New Hampshire Peace Action’s annual meeting today in Sanbornton featured a presentation by Mike Prokosch of he New Priorities Project on the national campaign to alter federal budget priorities away from militarism and toward social justice objectives.
“We are not necessarily the prime movers,” Prokosch said to the assembly of more than 40 members of the statewide peace group. “We need to be allies with the people who will benefit the most.”
Prokosch’s recounting of the movement to transfer federal spending from war-making to programs that meet human needs referred back to the 1970s “transfer amendment” and demands from black leaders such as Martin Luther King, Jr. for the government to turn away from war and toward the needs of poor communities.
For me, his message conjured up memories of several decades of “fair budget coalitions,” “fair budget action campaigns,” priorities projects, and the like, none of which seem to have made much of an impact on the federal budget.
The new effort, which began in the period following the 2008 economic collapse, might be different, Prokosch suggested.

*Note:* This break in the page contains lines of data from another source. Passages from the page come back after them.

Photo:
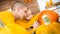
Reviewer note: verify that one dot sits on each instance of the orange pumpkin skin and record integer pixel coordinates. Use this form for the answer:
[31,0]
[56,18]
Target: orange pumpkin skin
[52,16]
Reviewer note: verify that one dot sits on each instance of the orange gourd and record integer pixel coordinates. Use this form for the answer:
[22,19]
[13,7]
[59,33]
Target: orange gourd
[47,15]
[9,26]
[53,28]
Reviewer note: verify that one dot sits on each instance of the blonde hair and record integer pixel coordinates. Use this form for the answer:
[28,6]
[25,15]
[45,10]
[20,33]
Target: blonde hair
[18,4]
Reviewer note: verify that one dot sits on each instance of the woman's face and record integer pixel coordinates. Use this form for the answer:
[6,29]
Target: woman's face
[21,13]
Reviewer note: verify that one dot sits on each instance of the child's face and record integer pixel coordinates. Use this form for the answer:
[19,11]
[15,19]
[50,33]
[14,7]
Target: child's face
[21,13]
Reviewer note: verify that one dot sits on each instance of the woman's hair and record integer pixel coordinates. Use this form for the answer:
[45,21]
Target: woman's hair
[18,4]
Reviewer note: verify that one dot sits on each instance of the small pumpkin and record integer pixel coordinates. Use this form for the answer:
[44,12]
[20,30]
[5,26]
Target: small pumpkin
[49,29]
[47,15]
[29,23]
[12,28]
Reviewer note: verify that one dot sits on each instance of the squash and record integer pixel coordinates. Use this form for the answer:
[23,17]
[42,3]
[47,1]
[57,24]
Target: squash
[47,15]
[12,28]
[49,29]
[4,29]
[28,24]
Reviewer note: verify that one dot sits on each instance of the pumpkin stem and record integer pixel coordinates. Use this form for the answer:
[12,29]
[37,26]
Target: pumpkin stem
[1,24]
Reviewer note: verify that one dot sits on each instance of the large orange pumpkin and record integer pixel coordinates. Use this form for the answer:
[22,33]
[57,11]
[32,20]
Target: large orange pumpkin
[47,15]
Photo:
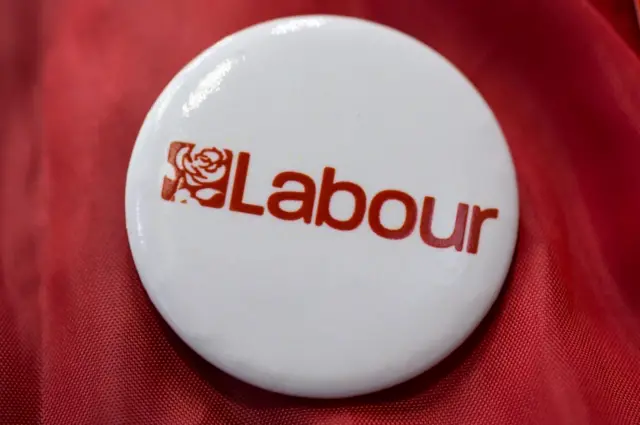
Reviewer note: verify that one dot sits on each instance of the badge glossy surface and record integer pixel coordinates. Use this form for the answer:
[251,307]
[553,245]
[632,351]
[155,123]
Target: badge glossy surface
[321,206]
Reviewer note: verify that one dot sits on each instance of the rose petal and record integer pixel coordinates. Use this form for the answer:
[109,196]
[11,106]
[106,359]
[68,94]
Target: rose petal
[210,177]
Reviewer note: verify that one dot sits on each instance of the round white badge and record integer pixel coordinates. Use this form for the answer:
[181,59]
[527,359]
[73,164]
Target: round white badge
[321,206]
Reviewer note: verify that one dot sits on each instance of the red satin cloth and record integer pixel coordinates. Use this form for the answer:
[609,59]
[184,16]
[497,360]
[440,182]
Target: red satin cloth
[80,342]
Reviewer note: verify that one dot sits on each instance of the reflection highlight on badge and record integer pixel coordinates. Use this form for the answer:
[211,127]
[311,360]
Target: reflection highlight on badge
[209,84]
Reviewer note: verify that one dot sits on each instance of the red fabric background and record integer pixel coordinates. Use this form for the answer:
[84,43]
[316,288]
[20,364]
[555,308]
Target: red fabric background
[80,342]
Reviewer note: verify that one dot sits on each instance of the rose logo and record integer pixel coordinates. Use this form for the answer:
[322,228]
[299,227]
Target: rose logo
[206,167]
[200,176]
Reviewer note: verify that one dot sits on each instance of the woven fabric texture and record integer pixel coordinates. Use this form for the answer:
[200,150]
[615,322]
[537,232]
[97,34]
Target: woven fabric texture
[80,342]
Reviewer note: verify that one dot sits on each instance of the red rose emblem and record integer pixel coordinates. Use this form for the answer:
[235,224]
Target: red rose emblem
[201,176]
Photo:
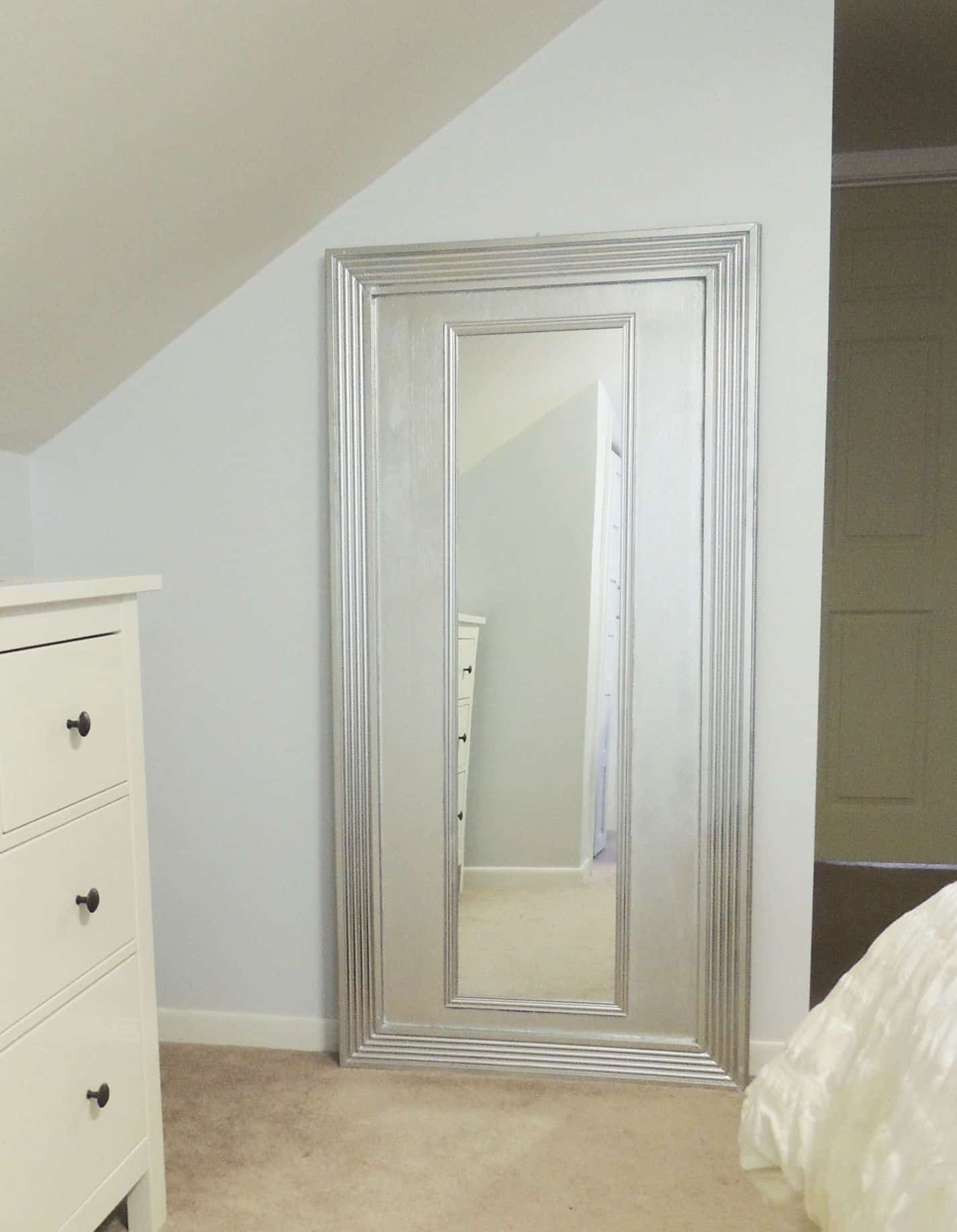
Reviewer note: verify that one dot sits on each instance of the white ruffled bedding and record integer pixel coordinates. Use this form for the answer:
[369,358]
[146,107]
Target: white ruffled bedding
[860,1112]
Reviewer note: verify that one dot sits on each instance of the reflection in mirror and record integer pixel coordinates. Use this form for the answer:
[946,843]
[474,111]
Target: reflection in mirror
[539,562]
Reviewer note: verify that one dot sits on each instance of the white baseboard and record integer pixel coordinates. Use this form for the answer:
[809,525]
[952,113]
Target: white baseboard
[313,1034]
[248,1030]
[494,877]
[762,1051]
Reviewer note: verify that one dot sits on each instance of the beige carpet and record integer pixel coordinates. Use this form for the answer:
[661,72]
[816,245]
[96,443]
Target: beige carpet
[546,944]
[289,1143]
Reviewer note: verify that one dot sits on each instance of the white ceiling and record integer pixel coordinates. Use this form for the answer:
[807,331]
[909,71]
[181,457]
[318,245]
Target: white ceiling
[509,381]
[158,153]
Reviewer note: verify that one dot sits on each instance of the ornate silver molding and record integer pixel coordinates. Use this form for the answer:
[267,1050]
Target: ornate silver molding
[726,259]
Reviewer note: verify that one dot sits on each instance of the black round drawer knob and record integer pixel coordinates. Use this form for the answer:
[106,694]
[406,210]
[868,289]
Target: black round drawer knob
[101,1096]
[90,899]
[81,723]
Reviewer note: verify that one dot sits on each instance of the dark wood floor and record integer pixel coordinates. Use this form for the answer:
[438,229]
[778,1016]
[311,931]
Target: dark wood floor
[854,904]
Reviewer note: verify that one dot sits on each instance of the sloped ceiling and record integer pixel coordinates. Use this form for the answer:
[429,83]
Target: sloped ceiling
[156,153]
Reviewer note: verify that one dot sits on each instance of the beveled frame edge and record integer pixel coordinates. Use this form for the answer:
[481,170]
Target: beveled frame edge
[728,258]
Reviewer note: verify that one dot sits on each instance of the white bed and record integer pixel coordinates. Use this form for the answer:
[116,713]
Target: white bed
[860,1112]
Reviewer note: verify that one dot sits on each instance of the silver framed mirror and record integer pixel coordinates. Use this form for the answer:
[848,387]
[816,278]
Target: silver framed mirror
[543,471]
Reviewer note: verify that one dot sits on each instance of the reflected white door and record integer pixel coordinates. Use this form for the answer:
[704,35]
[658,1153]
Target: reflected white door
[608,749]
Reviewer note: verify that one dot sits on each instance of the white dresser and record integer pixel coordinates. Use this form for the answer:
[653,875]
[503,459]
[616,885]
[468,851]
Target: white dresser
[468,632]
[81,1125]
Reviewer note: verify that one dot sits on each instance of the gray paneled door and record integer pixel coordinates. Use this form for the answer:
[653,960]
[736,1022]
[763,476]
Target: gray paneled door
[887,777]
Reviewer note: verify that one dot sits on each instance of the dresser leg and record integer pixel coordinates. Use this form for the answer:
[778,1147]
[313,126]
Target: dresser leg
[147,1206]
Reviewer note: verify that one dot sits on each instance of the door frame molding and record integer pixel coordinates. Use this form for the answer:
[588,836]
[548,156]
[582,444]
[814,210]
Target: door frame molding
[872,168]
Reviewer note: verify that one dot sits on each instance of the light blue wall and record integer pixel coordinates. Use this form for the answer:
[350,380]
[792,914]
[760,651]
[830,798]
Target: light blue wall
[210,466]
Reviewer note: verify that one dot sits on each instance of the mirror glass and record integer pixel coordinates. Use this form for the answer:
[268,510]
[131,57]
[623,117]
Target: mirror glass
[539,564]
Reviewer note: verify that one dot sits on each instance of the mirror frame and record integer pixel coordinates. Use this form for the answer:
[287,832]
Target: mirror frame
[726,259]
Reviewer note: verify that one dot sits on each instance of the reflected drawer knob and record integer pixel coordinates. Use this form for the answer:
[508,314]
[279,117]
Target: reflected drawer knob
[101,1096]
[81,723]
[90,899]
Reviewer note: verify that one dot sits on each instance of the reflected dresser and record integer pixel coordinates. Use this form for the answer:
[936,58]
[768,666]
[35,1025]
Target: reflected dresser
[468,632]
[81,1127]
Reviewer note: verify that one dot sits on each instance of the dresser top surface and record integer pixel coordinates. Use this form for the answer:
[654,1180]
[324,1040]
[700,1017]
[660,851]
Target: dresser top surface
[31,593]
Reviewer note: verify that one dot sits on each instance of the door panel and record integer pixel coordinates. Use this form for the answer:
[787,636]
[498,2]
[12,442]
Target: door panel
[887,781]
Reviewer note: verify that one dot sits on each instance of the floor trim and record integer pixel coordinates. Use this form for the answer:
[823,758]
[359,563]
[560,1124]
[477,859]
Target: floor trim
[248,1030]
[308,1034]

Bringing the peace movement together with community organizing networks, faith groups, and organized labor at a time when competition for federal resources is fierce, the latest “move the money” movement is built on a “long term, grassroots, and big tent” approach, he said.
“It’s clear we have a long term fight on our hands,” he said, and “the peace movement doesn’t have the strength to do this alone.”
In fact, under its current leadership, the US House of Representatives is already trying to “move the money,” but in the wrong direction, from social programs toward more militarism. But this creates an opportunity, Prokosch insisted, for peace activists to build relationships with people who care about the victims of austerity budgets.
The type of organizing that’s needed requires more than slogans and graphs. It has to be done “in a deep way,” taking peace activists outside their comfort zones, for example building alliances with military production workers who might understand that budget politics and world changes will put pressure on the Pentagon to reduce spending. The corporations that profit from weapons production won’t drive the transition to a new economy, he said, but workers who care about the futures of their communities have incentives to consider alternatives.
A agenda focused on jobs, services, fair taxes, and cuts in Pentagon spending can provide common ground for a coalition that can achieve long-term change. To illustrate the potential, Prokosch described last years’ “Budget for All” referendum in Massachusetts, where voters endorsed a “move the money” resolution by 3:1 margins in diverse districts, including ones that chose Mitt Romney for President.
NH Peace Action’s Will Hopkins said the organization is planning to bring similar resolutions to NH Town Meetings next year. (Contact him for more information.)
The Peace Action members also held a brief business meeting at which they elected their board for the coming year. NH Peace Action is a statewide membership group, affiliated with the NH Peace Action Education Fund. Board Chair John Lamperti did a good job explaining the relationship between the two entities and the tax categories that limit what they can do and affect how they raise funds.